Совсем неподалеку послышался звонкий хлопок, больше всего похожий на звук пощечины, и возникла небольшая сумятица. И тут же, ловко спрыгнув с подставок в половину человеческого роста, туда поспешили три распорядителя, враз усмотревшие со своих мест некое нарушение политеса, требовавшее немедленного вмешательства…
Тарик затоптался на месте (пляска дозволяла), глядя поверх плеча Тами. Ага! Ближайшие несколько пар поступили так же, и в центре внимания оказались двое стоявших неподвижно – Бабрат и красоточка Танаделла. Она прямо-таки пылала гневом, а Бабрат изображал недоуменное равнодушие, будто это и не его левая щека покраснела от оплеухи.
Перекинувшись с ней лишь парой слов, распорядители сомкнулись вокруг Бабрата и повели его к воротам – двое крепко держали за локти, а третий подталкивал в спину. Ну, дело ясное: новожитель Аксамитной непозволительно распустил руки – из-за обычных при «кободаше» вольностей Танка, даром что гордячка, ни за что не заехала бы сопляснику по физии. Девчонка общительная и неглупая, годовичок Тарика, но пока что не торопится завести себе сахарника. За эту честь давно и безуспешно соперничают три Школяра и двое Подмастерьев, порой сходящихся на кулачки от чужих глаз подальше. Никому еще эти стукалки не помогли, но продолжаются – так исстари принято, не нами заведено, не на нас и кончится…

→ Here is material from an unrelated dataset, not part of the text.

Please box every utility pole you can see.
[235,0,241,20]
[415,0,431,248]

Тарик злорадно ухмыльнулся: теперь Бабрата до скончания века сюда не допустят. Мало того, вслед ему хмуро смотрят Школяр и Подмастерье из пятерки обожателей Деллы – значит, расскажут остальным трем, и Бабрат, вздумай он нос сунуть на улицу Серебряного Волка, быстренько будет бит не только пятеркой воздыхателей, но и всеми остальными, такие новости быстро разносятся. Оскорблять наших девчонок никому не дозволено, тут вам не Плясовая на Кружевной, куда – все знают! – приносят под полой водку и вино, а девки приходят такие, что нисколечко не протестуют, когда их надолго прижимают к себе, грабастая не за талию, а пониже…
– Ну как тебе у нас? – спросил Тарик, когда они во время короткого перерыва меж плясками отошли к скамейкам.
Мог бы и не спрашивать: Тами разрумянилась, лучилась беззаботным весельем, стала невыносимо очаровательной и бесовски желанной – аж зубы сводило от лютой нежности. Ни одна девчонка прежде такого наплыва чувств не вызывала, как эта сиреневоглазая гаральянка…
– Превосходно, слов нет! Это надолго? – спросила она с надеждой.
– Еще часа на четыре, – обрадовал ее Тарик. – Большие перерывы будут, разносчики всякую вкусноту принесут, даже мороженое. Фонарики зажгут с сумерками…
Глазищи Тами сияли. До того, как сюда прийти, Тарик исходил нетерпением, в сотый раз повторяя про себя ее обещания касаемо сегодняшней ночи, но теперь – вот чудо! – желал, чтобы пляски затянулись до утра: несказанное удовольствие видеть Тами такой, совсем близко ее глаза и губы, витает аромат незнакомых духовитых вод и юного свежего тела…
Литавры! Единственная пляска, когда играют все до одного музыканты, самая лихая и задорная: «тач-тач-тач»!
Плясуны, заложив руки за спину, выкаблучивают ногами вовсе уж отчаянно, а плясуньи вертятся волчком, так что подолы взлетают, обнажая ножки, и это вполне политесно, равно как ухарски присвистывать парням и повизгивать девушкам – только «тач-тач-тач» это не просто допускает, а приветствует. Эх, как молотят каблуки и каблучки, какое зрелище открывается смятенным взорам Недорослей, как им хочется побыстрее подрасти[32]!
Тарик не сводил глаз с Тами, но все же то и дело видел многочисленных знакомых, самых разных соуличников – особенно когда в «фиоле» пересекал Плясовую из конца в конец, и не один раз…
Вот совсем неподалеку старательно виртуозит ногами Титор Долговяз, привычно изображая на лице восторг и упоение, – зарабатывает ключ от шкафа с винами. Мясистая физиономия его супружницы пылает неподдельным азартом, но, когда она крутится волчком, тумбообразные ножищи не вдохновят и самого озабоченного Недоросля…
Вот Зар и Лянка, эти тоже отдаются танцу без малейшего притворства и, судя по переплетающимся взглядам и улыбкам, снова до утра будут проказить по-молодому, будут сидеть за завтраком усталые, но умиротворенные…
Вот худог Гаспер и его красивенькая белокурая служанка Джейми, тоже веселятся непритворно. Предположим, вся улица знает, какова роль Джейми в жизни худога, но все обставлено политесно, и к ним относятся с пониманием, а иные и с легкой завистью – Джейми бесовски хороша, пляшет отлично, носик не задирает, за полгода стала на улице Серебряного Волка своей, а это не каждому новичку удается…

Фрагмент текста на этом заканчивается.